I believe Jesus is actually saying to us, "Before you take up your cross, be ready to face a moment of truth. Be ready to experience a crisis by which you will learn to deny your self-will, your self-righteousness, your self-sufficiency, your self-authority. You can rise up and follow Me as a true disciple only when you can freely admit you can do nothing in your own strength - you cannot overcome sin through your own willpower - your temptations cannot be overcome by your self-efforts alone - you cannot work things out by your own intellect.
He said, "Let Him take up his cross." Never once does our Lord say, "Stoop down and let Me lay a cross on you." Jesus is not in the drafting business; His army is all volunteer. Not all Christians carry crosses. You can be a believer without carrying a cross, but you cannot be a disciple. I see so many believers rejecting the way of the cross. They have opted for the good life with its prosperity, its material gain, its popularity and success. I'm sure many of them will make heaven - they will have saved their skins, but they will not have learned Christ. Having rejected the suffering and sorrow of the cross, they will not have the capacity to know and enjoy Him in eternity, as will all the cross-bearing saints who have entered into the fellowship of His suffering.
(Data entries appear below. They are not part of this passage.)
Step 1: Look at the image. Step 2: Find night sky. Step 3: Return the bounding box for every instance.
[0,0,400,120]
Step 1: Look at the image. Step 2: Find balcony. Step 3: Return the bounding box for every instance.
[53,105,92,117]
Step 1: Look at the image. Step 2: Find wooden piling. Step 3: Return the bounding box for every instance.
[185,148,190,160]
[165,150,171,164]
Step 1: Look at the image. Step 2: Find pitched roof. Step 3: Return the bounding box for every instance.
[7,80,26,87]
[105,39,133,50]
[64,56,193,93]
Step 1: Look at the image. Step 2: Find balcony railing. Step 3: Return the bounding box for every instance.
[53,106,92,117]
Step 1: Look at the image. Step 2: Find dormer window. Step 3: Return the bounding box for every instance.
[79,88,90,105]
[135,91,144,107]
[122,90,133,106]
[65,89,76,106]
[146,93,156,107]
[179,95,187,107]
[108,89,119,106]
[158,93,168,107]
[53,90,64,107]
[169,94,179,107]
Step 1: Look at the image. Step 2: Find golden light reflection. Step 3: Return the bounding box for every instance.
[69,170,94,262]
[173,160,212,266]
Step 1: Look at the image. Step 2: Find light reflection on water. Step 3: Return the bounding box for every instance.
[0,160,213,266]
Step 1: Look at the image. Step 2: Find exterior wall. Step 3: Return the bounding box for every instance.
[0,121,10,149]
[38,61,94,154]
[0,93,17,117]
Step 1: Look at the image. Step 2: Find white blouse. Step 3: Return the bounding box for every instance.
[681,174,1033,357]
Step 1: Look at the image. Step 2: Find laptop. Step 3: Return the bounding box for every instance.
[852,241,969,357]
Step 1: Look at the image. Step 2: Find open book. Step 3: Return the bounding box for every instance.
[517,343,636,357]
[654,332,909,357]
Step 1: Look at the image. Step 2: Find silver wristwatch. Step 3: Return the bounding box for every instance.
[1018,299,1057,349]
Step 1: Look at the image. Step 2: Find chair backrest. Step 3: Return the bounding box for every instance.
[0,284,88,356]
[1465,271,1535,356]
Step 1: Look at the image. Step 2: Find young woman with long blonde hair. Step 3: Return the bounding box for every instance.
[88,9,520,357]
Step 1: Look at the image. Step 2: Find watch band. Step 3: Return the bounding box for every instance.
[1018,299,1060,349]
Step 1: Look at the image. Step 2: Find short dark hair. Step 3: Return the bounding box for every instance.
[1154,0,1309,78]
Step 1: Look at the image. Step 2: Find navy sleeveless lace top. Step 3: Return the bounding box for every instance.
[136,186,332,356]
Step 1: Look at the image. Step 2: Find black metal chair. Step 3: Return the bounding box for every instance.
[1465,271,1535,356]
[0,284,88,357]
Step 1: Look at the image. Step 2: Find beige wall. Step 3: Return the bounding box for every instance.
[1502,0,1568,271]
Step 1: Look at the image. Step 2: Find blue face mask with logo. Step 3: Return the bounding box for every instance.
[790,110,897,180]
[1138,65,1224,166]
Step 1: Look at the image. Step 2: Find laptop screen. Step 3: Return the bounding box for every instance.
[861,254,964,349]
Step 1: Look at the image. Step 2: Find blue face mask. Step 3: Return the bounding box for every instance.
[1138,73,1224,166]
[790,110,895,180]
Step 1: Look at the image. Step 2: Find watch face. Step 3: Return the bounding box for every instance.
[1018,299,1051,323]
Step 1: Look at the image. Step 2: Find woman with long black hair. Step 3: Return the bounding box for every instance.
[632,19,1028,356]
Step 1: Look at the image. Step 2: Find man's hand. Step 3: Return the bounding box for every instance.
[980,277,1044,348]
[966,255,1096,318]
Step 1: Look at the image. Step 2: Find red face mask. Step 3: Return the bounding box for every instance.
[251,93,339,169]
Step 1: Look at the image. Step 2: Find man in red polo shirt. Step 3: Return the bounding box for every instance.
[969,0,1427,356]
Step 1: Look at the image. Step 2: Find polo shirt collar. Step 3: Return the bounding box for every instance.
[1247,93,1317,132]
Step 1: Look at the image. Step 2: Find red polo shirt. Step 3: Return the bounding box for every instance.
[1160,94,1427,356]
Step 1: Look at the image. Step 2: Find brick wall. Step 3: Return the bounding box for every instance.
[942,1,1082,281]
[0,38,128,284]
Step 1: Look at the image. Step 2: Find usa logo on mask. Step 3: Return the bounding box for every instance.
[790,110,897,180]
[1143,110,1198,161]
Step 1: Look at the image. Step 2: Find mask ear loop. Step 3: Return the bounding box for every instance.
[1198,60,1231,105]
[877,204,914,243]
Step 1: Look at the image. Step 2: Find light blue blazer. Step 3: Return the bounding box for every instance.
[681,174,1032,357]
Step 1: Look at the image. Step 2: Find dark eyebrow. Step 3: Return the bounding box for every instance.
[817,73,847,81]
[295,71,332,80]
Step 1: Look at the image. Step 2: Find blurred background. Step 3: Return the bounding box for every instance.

Those who suffer will reign together. I am not glorifying the suffering and pain - only the results they produce. Like Paul, we should look at the trials and hurts we are now experiencing and rejoice in the knowledge we are going down the only path that leads to ultimate victory and maturity. No longer, then, do we look at our burdens and troubles as accidents and penalties but as a cross that is offered to teach us submission to God's way of doing things. If you are hurting right now, you are in the process of healing. If you are down, crushed under the burden of a heavy load, get ready! God is about to show Himself strong on your behalf. You are at the point of revelation. At any time now, your Simon will appear because God does use people to perform His will. Someone is going to be compelled by the Holy Spirit to come into your path of suffering, reach out to you, and help lift your burden.
Dear friend-don't think of your trial as judgment from God. Don't go about condemning yourself as though you have brought down upon you some dreaded penalty for failure. Stop thinking, "God is making me pay for my sin." Why can't you see that what you are going through is a result of His love? Are you being chastened? Do you feel like you are being dragged down? Are you in pain? Suffering? Good! That is the evidence of His love toward you. Submit! Take up your cross! Be prepared to go down even more! Get ready to reach your crisis! Get ready to reach the end of yourself! Be prepared to give up! Be prepared to hit bottom!
Please understand you are in Christ's own school of discipleship. Rejoice that you are going to become weak in order to experience His overpowering strength in you.
He laid His cross down; why won't you? For Him, a Simon appears. For us, a Savior appears. We get up and go on. It's still our cross - but now it's on His shoulders.
"Two are better than one; because they have a good reward for their labour. For if they fall, the one will lift up his fellow: but woe to him that is alone when he falleth; for he hath not another to help him up" (Ecclesiates 4:9,10).